C’est aussi là que je soigne le parler particulier de chaque personnage, en fonction de son propre background. Selon la longueur et la complexité, je vais faire une seule correction globale, ou plusieurs corrections spécialisées : une correction pour la narration, puis une correction par personnage. Personnage s’entend ici au sens large : certains lieux ou certaines situations ont à mes yeux le statut de quasi-personnages.

Cette étape (ou ces étapes, dans le cas d’un texte long) se finit souvent par la reformulation de certains passages qui ne cadrent pas avec le reste.

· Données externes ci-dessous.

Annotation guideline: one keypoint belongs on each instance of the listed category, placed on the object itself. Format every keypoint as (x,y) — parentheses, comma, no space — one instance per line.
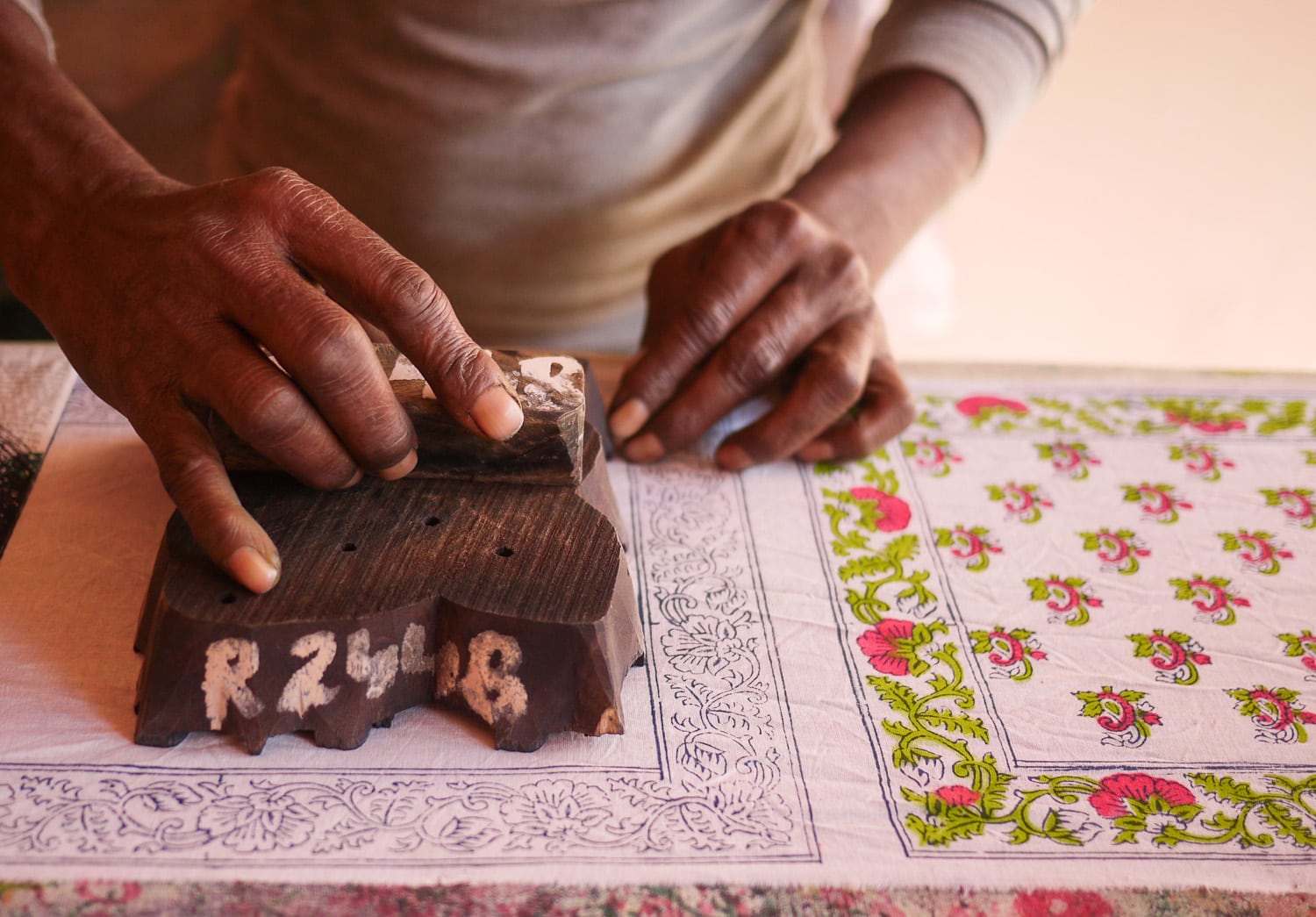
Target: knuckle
(332,352)
(841,386)
(279,181)
(412,292)
(844,268)
(273,418)
(460,371)
(707,323)
(768,223)
(184,474)
(749,361)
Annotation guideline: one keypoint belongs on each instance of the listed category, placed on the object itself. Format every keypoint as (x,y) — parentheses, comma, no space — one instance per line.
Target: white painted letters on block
(378,670)
(305,690)
(228,666)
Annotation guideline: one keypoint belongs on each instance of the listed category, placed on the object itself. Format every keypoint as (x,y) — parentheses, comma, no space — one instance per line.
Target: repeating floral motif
(1276,712)
(1120,550)
(942,753)
(1211,596)
(971,546)
(1258,550)
(1126,716)
(729,787)
(1068,598)
(1176,656)
(111,899)
(1010,651)
(933,732)
(883,575)
(1295,503)
(936,457)
(1202,459)
(1140,416)
(1021,501)
(1160,503)
(1302,646)
(1071,459)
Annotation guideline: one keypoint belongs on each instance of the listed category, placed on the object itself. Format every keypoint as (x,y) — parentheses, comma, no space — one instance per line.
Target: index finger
(368,276)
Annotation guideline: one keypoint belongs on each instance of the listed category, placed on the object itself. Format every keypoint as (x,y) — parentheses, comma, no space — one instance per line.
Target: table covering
(1060,633)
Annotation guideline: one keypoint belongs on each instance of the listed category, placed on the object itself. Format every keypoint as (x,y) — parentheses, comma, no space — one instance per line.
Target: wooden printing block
(511,600)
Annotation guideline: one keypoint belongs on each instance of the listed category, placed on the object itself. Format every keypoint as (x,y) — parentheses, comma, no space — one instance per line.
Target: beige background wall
(1158,205)
(1155,208)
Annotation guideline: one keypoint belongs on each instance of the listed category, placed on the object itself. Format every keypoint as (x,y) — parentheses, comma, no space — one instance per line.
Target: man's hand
(769,297)
(779,297)
(163,297)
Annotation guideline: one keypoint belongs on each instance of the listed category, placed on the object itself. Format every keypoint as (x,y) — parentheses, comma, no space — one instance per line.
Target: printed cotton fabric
(1058,634)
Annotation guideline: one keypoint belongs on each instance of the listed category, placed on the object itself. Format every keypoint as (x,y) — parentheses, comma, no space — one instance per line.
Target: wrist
(58,155)
(907,142)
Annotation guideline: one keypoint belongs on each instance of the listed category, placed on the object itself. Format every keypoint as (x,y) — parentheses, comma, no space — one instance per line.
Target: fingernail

Je finis toujours par une avant-dernière relecture, avec des corrections stylistiques mineures, pour lisser le texte et lui donner une cohérence globale.

Je suis quelqu’un qui fait très peu de fautes, y compris au premier jet. C’est donc à ce moment-là que je fais les corrections orthographiques ou grammaticales qui ont pu échapper à ma vigilance au cours des x corrections précédentes.

La dernière relecture vise à valider le texte en l’état.

La présentation

Pour mon blog (comme pour un autre texte), je passe à la dernière étape, qui est la présentation. Car non, un texte écrit, réécrit, corrigé et exempt de fautes n’est pas pour autant un texte présentable. Il est juste achevé.

Sur mon blog, il va s’agir d’insérer toutes les espaces (féminin, lorsque l’espace est un signe de ponctuation) insécables et à largeur fixe, de vérifier que les tirets sont de bonne longueur et que l’ensemble du texte est justifié, de bien catégoriser le texte, de lui adjoindre les étiquettes adéquates et le bon permalien, de programmer le jour et l’heure.

Pour un texte à destination de tiers, on va rajouter la question des veuves et des orphelines, de l’éventuelle numérotation des pages, de la génération d’un PDF ou d’un ebook, etc.

Je relis une dernière fois tout le texte – imaginons qu’un accord m’ait échappé – et là c’est bon, je souffle.

En conclusion

Lorsque vous avez un produit fini de 300 mots, j’ai écrit beaucoup plus de 300 mots. Sans même compter les textes qui partent à la poubelle sans autre forme de procès, j’ai au moins écrit 600 mots au premier jet et 100 mots à la réécriture. Ce qui représente, avec les corrections stylistiques, la mise en page et le reste, environ une heure d’écriture.

C’est ce que j’écris tous les jours. Le minimum, quand tout va bien. Sans compter tous les autres projets sur lesquels je travaille en parallèle.